Angeschaut wie ich mich selbständig Lagere

Gestern Abend den 11. Juni 2017 war ich wieder im Restaurant Barregcenter, auf ein Schwepp`s Tonic.

Danach lag ich noch in Bauchlage.

In der Physiotherapie am 12. Juni 2017 schauten wir an wie ich mich selbständig lagere (bb.) und die Lagerungskissen müsste ich zuvor am Bett unten rechts deponieren.

Ich denke aber ich bin leider noch weit davon entfernt, weil ich bin Realist und sonst wäre die Chance gross dass ich enttäuscht bin.

Wenn das Gegenteil eintreffen würde, wäre ich dafür umso glücklicher.

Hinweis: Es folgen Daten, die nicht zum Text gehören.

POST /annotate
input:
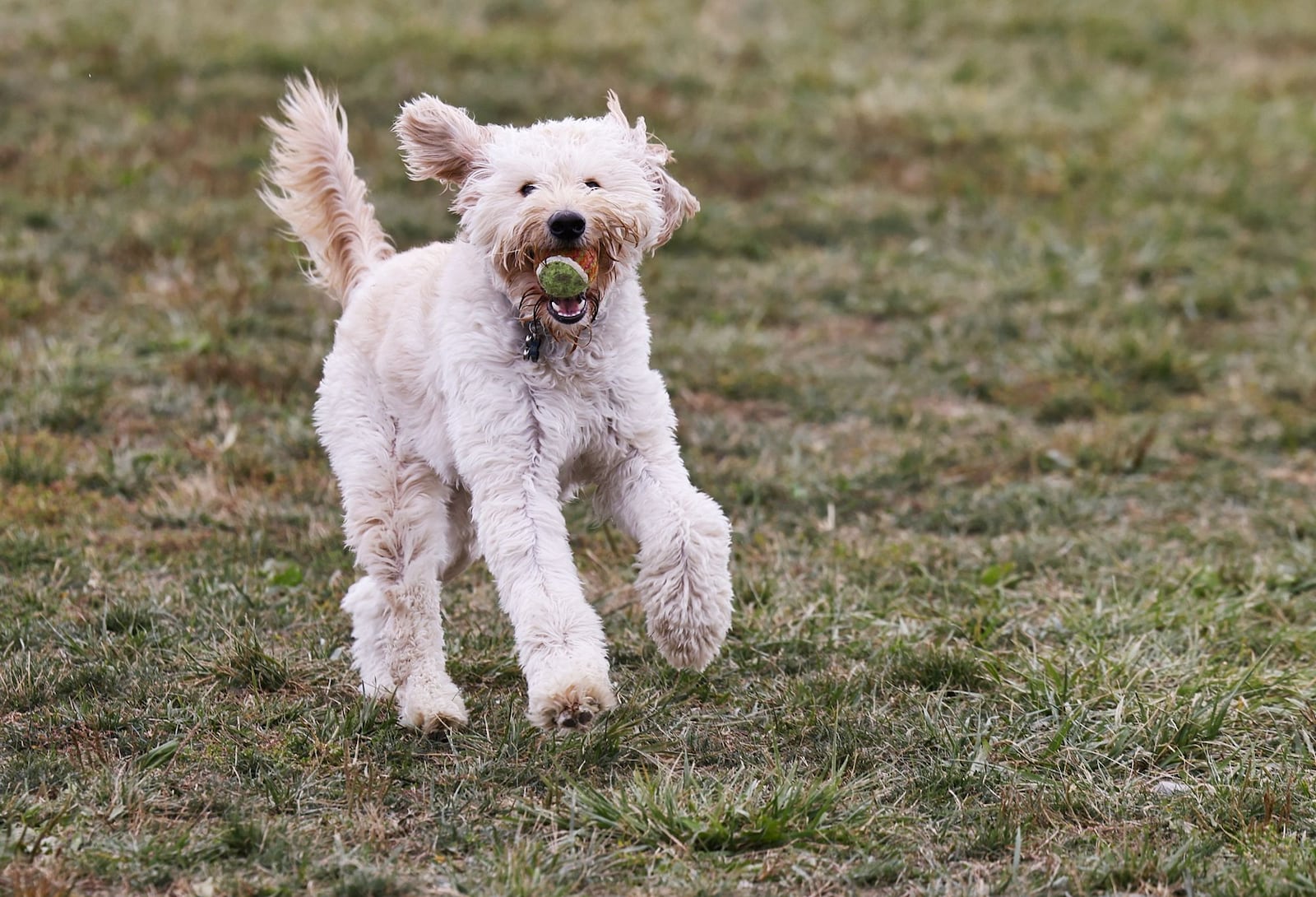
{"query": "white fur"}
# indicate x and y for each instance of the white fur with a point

Im Atelier arbeitete ich am Turm für die Weihnachtsdeko weiter.

Heute war in der Morgenpause der Abschiedsapéro von Markus Fritschien, dem Leiter Arbeit und Ausbildung.

Um 16.000 Uhr war wie meisten im Standing.

Zu Abend hatte ich eine Tagessuppe und einen kalten Fleischkäse.

Als ich am Abend noch nach Baden wollte habe ich dicke Regenwolken gesichtet, also bin ich gleich wieder umgedreht.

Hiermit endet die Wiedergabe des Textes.